Abstract: PO0910
Machine Learning Classification of Tweets for Patient Dialysis Experience
Session Information
- Leveraging Technology and Innovation to Predict Events and Improve Dialysis Delivery
November 04, 2021 | Location: On-Demand, Virtual Only
Abstract Time: 10:00 AM - 12:00 PM
Category: Dialysis
- 701 Dialysis: Hemodialysis and Frequent Dialysis
Authors
- Leidner, Alexander S., Northwestern University Feinberg School of Medicine, Chicago, Illinois, United States
- Gay, Hawkins, Northwestern University Feinberg School of Medicine, Chicago, Illinois, United States
- Ho, Bing, Northwestern University Feinberg School of Medicine, Chicago, Illinois, United States
Background
Popular microblog (e.g. Twitter, Facebook) services provide a continuous stream of public health information. This data has been used to monitor viral spread, medication adherence, and false health information. There are thousands of posts on Twitter daily regarding personal dialysis experience, access, and side effects. While these posts include valuable public health information, evaluating these posts to meaningfully assist dialysis patients is difficult as there are even more tweets mentioning dialysis in a professional context. We aimed to modify a state of the art natural language model to classify posts about dialysis as personal or professional.
Methods
We filtered posts containing the word dialysis. Posts were manually labeled as personal or professional by a nephrologist depending on the context dialysis was mentioned.
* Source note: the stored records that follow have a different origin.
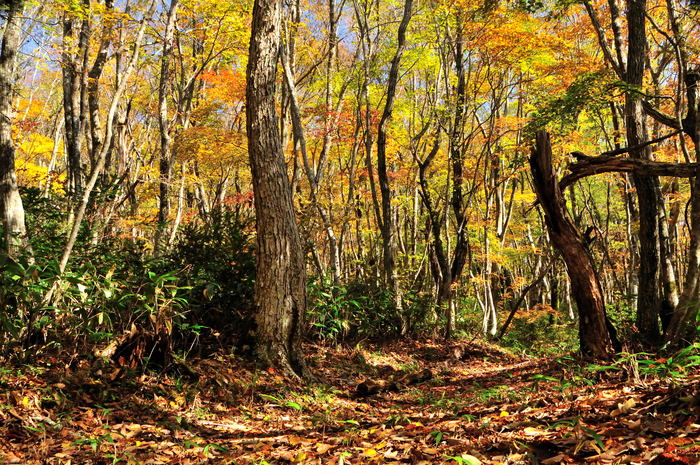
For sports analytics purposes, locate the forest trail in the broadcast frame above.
[0,342,700,465]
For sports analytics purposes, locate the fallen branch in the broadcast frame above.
[355,368,433,397]
[559,152,700,190]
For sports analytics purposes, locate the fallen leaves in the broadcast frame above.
[0,343,700,465]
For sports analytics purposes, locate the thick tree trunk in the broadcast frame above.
[530,132,616,359]
[246,0,308,377]
[0,0,27,257]
[61,12,87,199]
[625,0,661,344]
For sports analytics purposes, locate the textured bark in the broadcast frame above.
[87,0,114,165]
[52,0,156,280]
[61,2,89,194]
[530,132,616,359]
[664,71,700,345]
[377,0,413,322]
[0,0,27,257]
[625,0,661,338]
[155,0,180,255]
[246,0,308,377]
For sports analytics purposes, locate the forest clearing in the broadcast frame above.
[0,0,700,465]
[0,342,700,465]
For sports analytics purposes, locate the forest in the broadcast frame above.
[0,0,700,465]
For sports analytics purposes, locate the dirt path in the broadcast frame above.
[0,343,700,465]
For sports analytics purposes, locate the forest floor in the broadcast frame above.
[0,341,700,465]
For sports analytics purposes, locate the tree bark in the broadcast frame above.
[0,0,28,257]
[246,0,308,377]
[154,0,180,255]
[530,131,616,359]
[625,0,661,344]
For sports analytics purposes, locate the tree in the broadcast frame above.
[377,0,413,332]
[0,0,27,256]
[530,131,616,359]
[246,0,309,378]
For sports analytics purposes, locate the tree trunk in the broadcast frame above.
[625,0,661,343]
[246,0,308,377]
[0,0,27,257]
[530,132,616,359]
[154,0,179,255]
[377,0,413,326]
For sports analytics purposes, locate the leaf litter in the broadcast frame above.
[0,341,700,465]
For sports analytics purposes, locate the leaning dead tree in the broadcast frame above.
[530,131,619,359]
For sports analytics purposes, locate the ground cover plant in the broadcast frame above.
[0,0,700,465]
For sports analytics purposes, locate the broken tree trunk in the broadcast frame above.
[530,131,616,359]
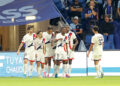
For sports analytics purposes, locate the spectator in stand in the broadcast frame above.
[85,1,98,49]
[70,16,83,50]
[70,0,83,18]
[85,1,98,34]
[117,0,120,21]
[101,15,115,49]
[104,0,113,20]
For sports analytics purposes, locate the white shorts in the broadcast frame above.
[93,54,102,61]
[24,46,35,62]
[68,50,74,60]
[55,47,68,60]
[36,49,45,64]
[45,47,54,58]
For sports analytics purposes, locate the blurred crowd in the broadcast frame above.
[51,0,120,50]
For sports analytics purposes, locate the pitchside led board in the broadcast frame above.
[0,51,120,77]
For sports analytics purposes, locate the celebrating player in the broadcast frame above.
[52,31,59,77]
[66,25,78,77]
[43,27,53,78]
[34,31,46,78]
[87,26,104,78]
[17,26,35,78]
[55,27,68,78]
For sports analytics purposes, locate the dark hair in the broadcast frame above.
[37,31,42,35]
[105,14,110,18]
[93,26,99,31]
[27,25,34,30]
[48,27,53,30]
[55,30,59,33]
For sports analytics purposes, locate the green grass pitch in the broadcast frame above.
[0,76,120,86]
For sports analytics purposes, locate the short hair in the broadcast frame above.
[55,30,59,33]
[105,14,110,18]
[93,26,99,31]
[37,31,42,35]
[27,25,34,30]
[47,26,53,30]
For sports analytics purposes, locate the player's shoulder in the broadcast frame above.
[43,32,47,34]
[23,33,29,37]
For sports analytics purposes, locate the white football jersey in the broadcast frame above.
[91,34,104,55]
[22,33,35,48]
[55,33,67,47]
[43,32,53,48]
[66,31,76,49]
[34,38,45,50]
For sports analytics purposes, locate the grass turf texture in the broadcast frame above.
[0,76,120,86]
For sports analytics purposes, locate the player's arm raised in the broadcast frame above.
[87,43,94,57]
[72,38,78,51]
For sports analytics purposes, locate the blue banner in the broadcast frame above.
[0,51,120,77]
[0,0,61,26]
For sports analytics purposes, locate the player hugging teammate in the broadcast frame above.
[17,26,78,78]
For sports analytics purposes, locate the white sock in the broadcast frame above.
[53,65,57,75]
[48,66,51,74]
[24,64,28,74]
[56,65,60,74]
[95,65,99,77]
[63,64,67,77]
[37,67,40,76]
[68,64,71,75]
[30,65,33,76]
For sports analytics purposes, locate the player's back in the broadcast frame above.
[92,33,104,55]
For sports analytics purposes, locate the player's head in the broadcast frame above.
[47,27,53,34]
[105,15,110,23]
[92,26,99,33]
[55,30,59,36]
[27,25,34,33]
[61,27,66,34]
[37,31,43,38]
[65,25,70,32]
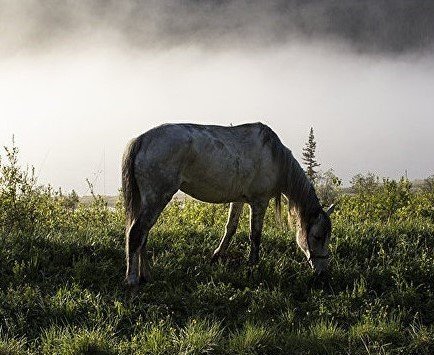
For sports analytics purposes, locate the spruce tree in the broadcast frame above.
[303,127,321,182]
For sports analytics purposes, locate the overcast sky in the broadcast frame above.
[0,0,434,194]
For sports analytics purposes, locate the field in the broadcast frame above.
[0,148,434,354]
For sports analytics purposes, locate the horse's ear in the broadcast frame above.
[326,204,336,216]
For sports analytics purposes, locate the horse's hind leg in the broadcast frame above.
[249,200,268,266]
[211,202,243,262]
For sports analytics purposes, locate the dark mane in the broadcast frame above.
[261,125,322,225]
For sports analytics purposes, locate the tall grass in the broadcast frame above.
[0,147,434,354]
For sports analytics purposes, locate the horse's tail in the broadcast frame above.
[122,137,142,233]
[274,193,282,226]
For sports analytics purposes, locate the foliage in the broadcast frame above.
[0,143,434,354]
[302,127,321,182]
[315,169,342,206]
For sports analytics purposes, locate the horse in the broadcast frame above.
[122,123,333,286]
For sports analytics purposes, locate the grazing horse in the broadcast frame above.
[122,123,333,285]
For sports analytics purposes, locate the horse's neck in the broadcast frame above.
[285,154,321,224]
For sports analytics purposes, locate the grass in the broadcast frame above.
[0,201,434,354]
[0,147,434,354]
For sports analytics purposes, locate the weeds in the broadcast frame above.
[0,147,434,354]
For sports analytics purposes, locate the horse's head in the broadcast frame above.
[297,205,334,275]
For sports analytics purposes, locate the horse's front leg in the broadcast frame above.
[211,202,244,262]
[249,199,268,266]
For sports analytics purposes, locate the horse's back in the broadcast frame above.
[136,123,284,202]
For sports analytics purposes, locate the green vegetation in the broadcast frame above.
[0,143,434,354]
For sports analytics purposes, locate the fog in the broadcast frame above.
[0,1,434,194]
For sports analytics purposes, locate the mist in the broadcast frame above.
[0,1,434,194]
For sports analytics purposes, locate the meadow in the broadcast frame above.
[0,147,434,354]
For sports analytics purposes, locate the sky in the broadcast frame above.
[0,0,434,194]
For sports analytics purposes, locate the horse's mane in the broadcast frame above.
[261,125,322,224]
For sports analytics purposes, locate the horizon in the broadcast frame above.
[0,0,434,195]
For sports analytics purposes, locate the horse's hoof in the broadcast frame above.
[139,275,151,285]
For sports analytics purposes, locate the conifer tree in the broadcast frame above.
[303,127,321,182]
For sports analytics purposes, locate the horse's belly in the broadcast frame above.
[180,178,246,203]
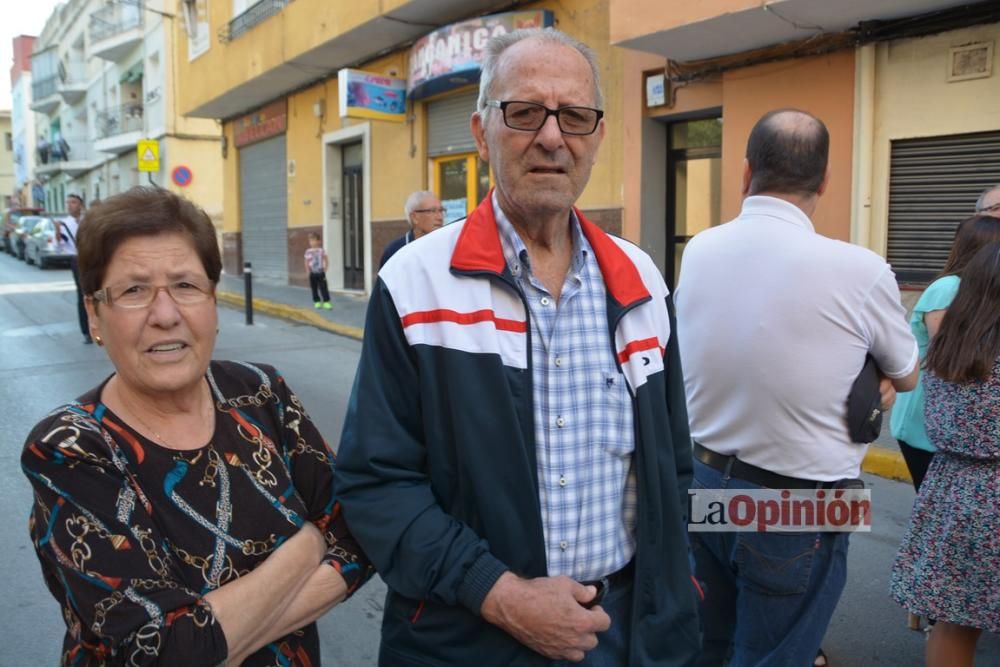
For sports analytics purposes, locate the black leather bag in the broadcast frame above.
[847,354,882,444]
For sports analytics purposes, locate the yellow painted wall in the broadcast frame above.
[869,23,1000,254]
[222,123,240,232]
[174,0,405,118]
[611,0,760,43]
[223,0,624,237]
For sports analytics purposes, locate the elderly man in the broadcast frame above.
[336,30,698,667]
[676,110,918,666]
[976,184,1000,218]
[55,192,94,345]
[378,190,444,269]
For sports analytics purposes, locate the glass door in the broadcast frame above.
[432,153,491,225]
[666,118,722,289]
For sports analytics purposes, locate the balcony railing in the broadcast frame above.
[90,0,144,42]
[219,0,292,44]
[97,102,143,139]
[59,62,87,86]
[31,75,59,101]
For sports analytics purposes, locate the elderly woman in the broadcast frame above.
[21,188,371,665]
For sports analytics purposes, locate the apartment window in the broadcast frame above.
[225,0,291,44]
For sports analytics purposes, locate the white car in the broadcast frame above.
[24,218,73,269]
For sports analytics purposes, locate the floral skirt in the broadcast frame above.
[890,451,1000,632]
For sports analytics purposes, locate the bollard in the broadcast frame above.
[243,262,253,326]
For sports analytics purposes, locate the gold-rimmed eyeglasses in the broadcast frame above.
[486,100,604,136]
[94,279,215,308]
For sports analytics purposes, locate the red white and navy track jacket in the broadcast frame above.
[335,196,699,667]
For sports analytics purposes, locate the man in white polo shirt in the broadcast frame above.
[675,110,918,666]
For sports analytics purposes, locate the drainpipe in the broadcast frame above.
[851,44,884,254]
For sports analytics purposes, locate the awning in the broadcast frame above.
[118,60,142,83]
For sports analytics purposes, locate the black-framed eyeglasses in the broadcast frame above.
[94,280,215,308]
[486,100,604,136]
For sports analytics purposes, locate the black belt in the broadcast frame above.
[694,442,837,489]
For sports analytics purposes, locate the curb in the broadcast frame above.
[861,446,913,482]
[216,291,912,482]
[216,291,365,340]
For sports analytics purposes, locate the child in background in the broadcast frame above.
[305,233,333,310]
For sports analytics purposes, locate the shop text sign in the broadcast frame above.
[407,10,552,99]
[233,100,288,148]
[337,69,406,123]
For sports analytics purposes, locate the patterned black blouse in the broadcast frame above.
[21,361,372,667]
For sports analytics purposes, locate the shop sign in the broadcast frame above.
[337,69,406,123]
[406,10,553,100]
[233,100,288,148]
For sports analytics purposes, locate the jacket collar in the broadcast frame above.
[451,189,650,307]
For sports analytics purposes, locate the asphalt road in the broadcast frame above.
[0,254,1000,667]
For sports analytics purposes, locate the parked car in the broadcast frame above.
[24,218,73,269]
[2,206,42,257]
[11,215,46,259]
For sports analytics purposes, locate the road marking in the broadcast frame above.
[0,320,80,338]
[0,280,76,296]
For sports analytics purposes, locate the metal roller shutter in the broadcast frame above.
[887,132,1000,283]
[240,135,288,283]
[427,90,479,157]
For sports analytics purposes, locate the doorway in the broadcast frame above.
[664,116,722,290]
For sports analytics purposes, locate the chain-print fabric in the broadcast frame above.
[21,361,372,667]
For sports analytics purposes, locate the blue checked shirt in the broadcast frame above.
[493,197,636,581]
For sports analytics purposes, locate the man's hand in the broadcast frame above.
[878,376,896,411]
[480,572,611,662]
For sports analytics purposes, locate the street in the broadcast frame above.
[0,254,1000,667]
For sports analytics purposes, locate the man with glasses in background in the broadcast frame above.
[976,184,1000,218]
[378,190,444,269]
[336,29,698,667]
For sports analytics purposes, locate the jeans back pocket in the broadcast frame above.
[733,532,821,595]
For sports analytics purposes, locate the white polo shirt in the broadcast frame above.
[674,196,917,481]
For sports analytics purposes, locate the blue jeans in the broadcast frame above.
[691,460,850,667]
[555,579,632,667]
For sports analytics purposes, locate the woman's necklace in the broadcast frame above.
[115,376,212,451]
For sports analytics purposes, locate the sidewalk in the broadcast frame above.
[218,275,910,482]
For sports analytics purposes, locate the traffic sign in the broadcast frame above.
[135,139,160,172]
[170,165,194,188]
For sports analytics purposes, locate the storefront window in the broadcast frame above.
[433,153,490,225]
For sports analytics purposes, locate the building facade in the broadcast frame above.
[0,110,14,210]
[31,0,222,220]
[176,0,623,293]
[610,0,1000,287]
[4,35,35,206]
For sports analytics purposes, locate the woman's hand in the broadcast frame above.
[205,522,326,665]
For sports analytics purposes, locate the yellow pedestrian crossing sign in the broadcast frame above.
[135,139,160,171]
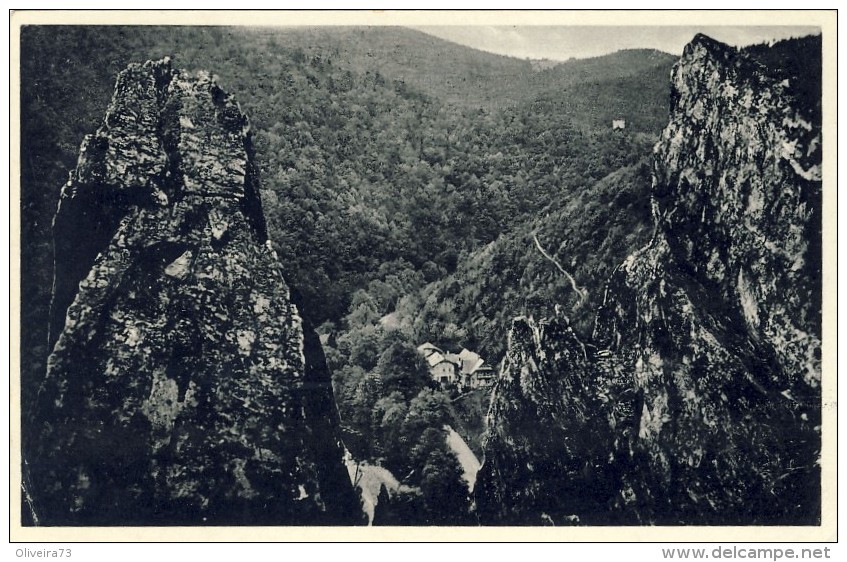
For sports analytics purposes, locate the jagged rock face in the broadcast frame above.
[474,317,632,525]
[653,32,821,386]
[25,59,361,525]
[476,36,821,524]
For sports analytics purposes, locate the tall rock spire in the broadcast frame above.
[24,59,361,525]
[475,35,821,525]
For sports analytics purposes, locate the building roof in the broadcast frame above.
[418,342,444,357]
[426,351,444,367]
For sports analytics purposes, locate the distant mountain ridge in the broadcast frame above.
[253,26,676,117]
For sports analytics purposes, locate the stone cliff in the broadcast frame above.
[24,59,362,525]
[475,35,822,525]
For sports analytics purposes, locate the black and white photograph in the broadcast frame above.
[10,10,836,541]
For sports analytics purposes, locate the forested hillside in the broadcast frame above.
[21,23,668,398]
[21,23,672,524]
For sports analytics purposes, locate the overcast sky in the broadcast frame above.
[414,26,820,60]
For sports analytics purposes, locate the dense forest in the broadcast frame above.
[21,23,673,524]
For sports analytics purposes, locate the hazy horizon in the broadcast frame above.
[409,25,821,61]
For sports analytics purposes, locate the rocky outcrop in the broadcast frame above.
[476,35,821,524]
[24,59,361,525]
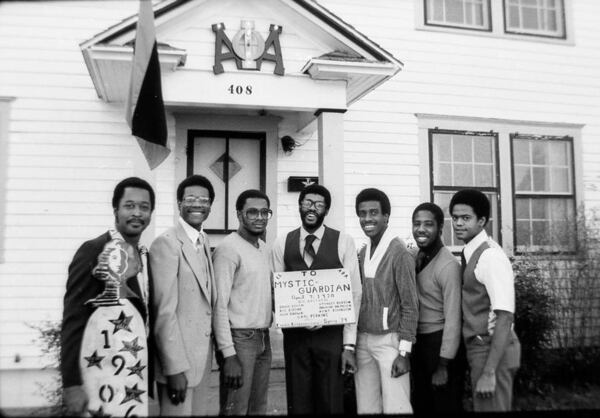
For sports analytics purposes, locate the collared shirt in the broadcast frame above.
[108,228,149,335]
[271,225,362,344]
[178,216,206,247]
[464,231,515,316]
[213,232,272,357]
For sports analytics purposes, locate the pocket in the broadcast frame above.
[231,329,256,341]
[382,306,389,331]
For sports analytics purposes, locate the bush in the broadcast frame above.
[513,258,556,390]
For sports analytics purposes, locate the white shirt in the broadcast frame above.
[465,231,515,320]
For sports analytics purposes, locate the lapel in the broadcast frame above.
[177,223,212,301]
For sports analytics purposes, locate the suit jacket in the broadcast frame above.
[60,232,146,388]
[149,224,216,387]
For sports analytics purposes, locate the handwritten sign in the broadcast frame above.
[273,269,356,328]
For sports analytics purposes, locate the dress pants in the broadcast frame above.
[466,330,521,412]
[283,325,344,415]
[158,355,212,417]
[219,328,271,415]
[354,332,412,414]
[410,330,466,413]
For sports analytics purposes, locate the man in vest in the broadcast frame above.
[411,202,465,414]
[272,184,362,415]
[450,189,521,412]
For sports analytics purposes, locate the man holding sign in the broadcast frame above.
[355,189,419,414]
[272,184,361,415]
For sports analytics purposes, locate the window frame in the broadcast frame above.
[186,129,267,235]
[509,132,579,255]
[423,0,494,32]
[428,127,502,254]
[0,96,15,264]
[502,0,567,39]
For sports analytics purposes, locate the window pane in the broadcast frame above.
[513,140,531,164]
[515,199,529,220]
[474,137,494,163]
[515,166,531,192]
[551,167,571,193]
[475,164,494,187]
[531,141,550,164]
[531,167,549,192]
[452,135,473,162]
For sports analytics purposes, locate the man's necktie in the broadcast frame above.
[460,249,467,281]
[304,234,317,267]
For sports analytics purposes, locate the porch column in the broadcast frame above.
[315,109,346,230]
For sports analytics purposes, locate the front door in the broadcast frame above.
[187,130,266,247]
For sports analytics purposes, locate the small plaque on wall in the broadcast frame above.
[288,176,319,192]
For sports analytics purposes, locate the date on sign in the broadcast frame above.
[227,84,252,96]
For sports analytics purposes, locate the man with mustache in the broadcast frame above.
[213,189,273,415]
[355,188,419,414]
[60,177,154,416]
[272,184,361,415]
[411,202,465,413]
[150,175,216,416]
[450,189,521,412]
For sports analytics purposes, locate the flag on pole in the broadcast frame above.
[126,0,171,170]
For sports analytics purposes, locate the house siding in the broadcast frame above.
[0,0,600,406]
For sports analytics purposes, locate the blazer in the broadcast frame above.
[149,220,216,387]
[60,232,146,388]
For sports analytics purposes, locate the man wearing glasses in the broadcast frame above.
[150,175,216,416]
[213,189,273,415]
[272,184,362,415]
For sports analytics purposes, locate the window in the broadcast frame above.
[511,134,576,251]
[425,0,491,30]
[504,0,565,38]
[416,114,583,254]
[429,129,501,248]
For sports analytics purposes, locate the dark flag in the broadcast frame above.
[126,0,171,169]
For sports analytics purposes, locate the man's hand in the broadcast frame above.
[342,350,358,374]
[223,354,244,389]
[167,372,187,405]
[63,386,89,416]
[431,363,448,387]
[392,353,410,377]
[475,370,496,398]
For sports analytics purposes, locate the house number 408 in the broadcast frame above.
[227,84,252,96]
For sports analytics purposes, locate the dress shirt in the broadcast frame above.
[271,225,362,344]
[464,230,515,335]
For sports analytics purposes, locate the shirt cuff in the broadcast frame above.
[398,340,412,353]
[221,346,236,358]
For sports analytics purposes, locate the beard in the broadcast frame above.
[300,209,326,230]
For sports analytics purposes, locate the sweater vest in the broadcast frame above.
[462,242,492,340]
[283,227,344,271]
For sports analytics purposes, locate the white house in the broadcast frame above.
[0,0,600,407]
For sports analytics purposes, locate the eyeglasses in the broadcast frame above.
[300,199,327,210]
[121,202,152,212]
[181,196,211,206]
[244,208,273,221]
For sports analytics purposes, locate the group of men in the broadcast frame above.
[61,175,520,416]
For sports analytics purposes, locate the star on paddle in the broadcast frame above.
[127,360,146,380]
[119,383,146,405]
[119,337,144,358]
[88,405,112,417]
[84,350,104,370]
[109,311,133,334]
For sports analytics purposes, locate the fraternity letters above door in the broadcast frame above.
[187,130,266,237]
[212,20,285,75]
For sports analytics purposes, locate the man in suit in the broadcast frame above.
[60,177,154,415]
[272,184,362,415]
[150,175,216,416]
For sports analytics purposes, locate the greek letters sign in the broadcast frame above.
[273,269,356,328]
[212,20,285,75]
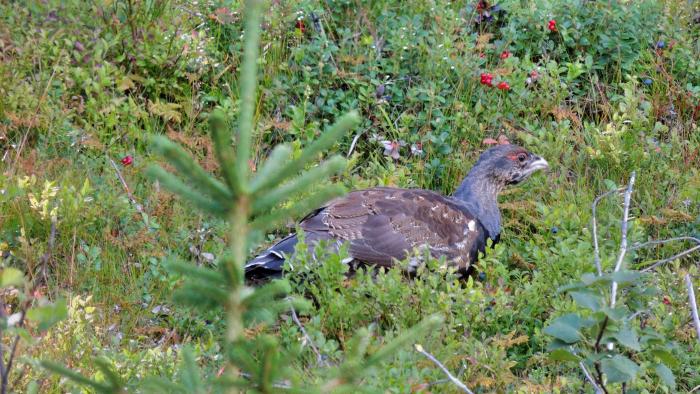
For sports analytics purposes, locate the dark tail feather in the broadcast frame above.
[245,234,297,281]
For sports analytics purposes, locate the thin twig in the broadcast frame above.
[107,157,148,226]
[608,171,637,330]
[414,344,474,394]
[426,364,467,388]
[642,245,700,272]
[630,237,700,250]
[289,306,328,367]
[685,274,700,342]
[578,361,603,394]
[591,188,625,276]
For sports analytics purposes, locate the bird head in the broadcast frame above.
[470,144,549,189]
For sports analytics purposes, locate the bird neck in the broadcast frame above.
[453,168,503,240]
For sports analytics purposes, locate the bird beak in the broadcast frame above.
[527,156,549,173]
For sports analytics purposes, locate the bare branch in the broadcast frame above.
[591,187,625,276]
[290,305,328,367]
[642,245,700,272]
[608,171,637,310]
[630,237,700,250]
[578,361,603,394]
[107,157,148,219]
[685,274,700,342]
[413,344,474,394]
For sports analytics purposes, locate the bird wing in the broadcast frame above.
[301,187,486,269]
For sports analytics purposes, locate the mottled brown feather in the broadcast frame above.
[301,187,485,269]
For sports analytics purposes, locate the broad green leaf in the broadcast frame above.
[601,306,628,321]
[600,354,639,383]
[581,272,604,285]
[651,348,678,368]
[549,349,579,362]
[654,364,676,390]
[542,313,583,343]
[547,338,571,352]
[569,290,603,312]
[40,360,112,393]
[27,299,68,331]
[610,271,644,284]
[613,326,641,351]
[0,268,24,289]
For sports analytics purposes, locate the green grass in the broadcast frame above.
[0,0,700,392]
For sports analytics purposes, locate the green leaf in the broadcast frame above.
[547,338,571,352]
[180,346,204,393]
[251,185,345,231]
[40,360,112,393]
[250,144,292,193]
[253,156,347,213]
[151,135,231,203]
[654,364,676,391]
[613,326,641,351]
[601,306,628,321]
[569,290,603,312]
[93,357,124,392]
[209,111,243,194]
[0,268,24,289]
[365,315,444,367]
[27,299,68,331]
[609,271,644,284]
[549,349,579,362]
[542,313,590,343]
[235,0,265,186]
[256,111,360,189]
[600,354,639,383]
[651,348,679,368]
[146,165,228,217]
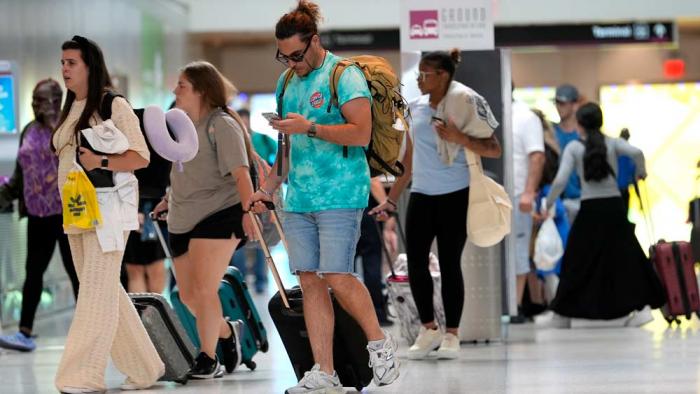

The data was randomized and split for 60% training, 20% validation, and 20% testing. The text was preprocessed to remove extraneous characters and input into a Bidirectional Encoder Representations from Transformers (BERT) model for fine tuning, and a term frequency inverse document frequency vectorized Multinomial Naive Bayes Classifier.
Results
We collected 6011 tweets from May 3, 2021 to May 14, 2021.1000 tweets were randomized and labeled. 57% were categorized as professional. BERT and Naive Bayes models attained 88% and 82% accuracy, respectively, on the testing data. The BERT model classified far less false negatives with a small increase in false positives (Figure 1).
Conclusion
BERT's semantically rich word embeddings can enhance social media mining algorithms on dialysis content. We show superiority of a BERT model over a traditional count-based language model. This method can be easily applied as a pre-processing step to remove noisy posts to better study dialysis and other health trends in social media. This novel processing task and pipeline have broad clinical and public health implications for reducing the amount of data and time required for accurate, real-time monitoring of patient level posts.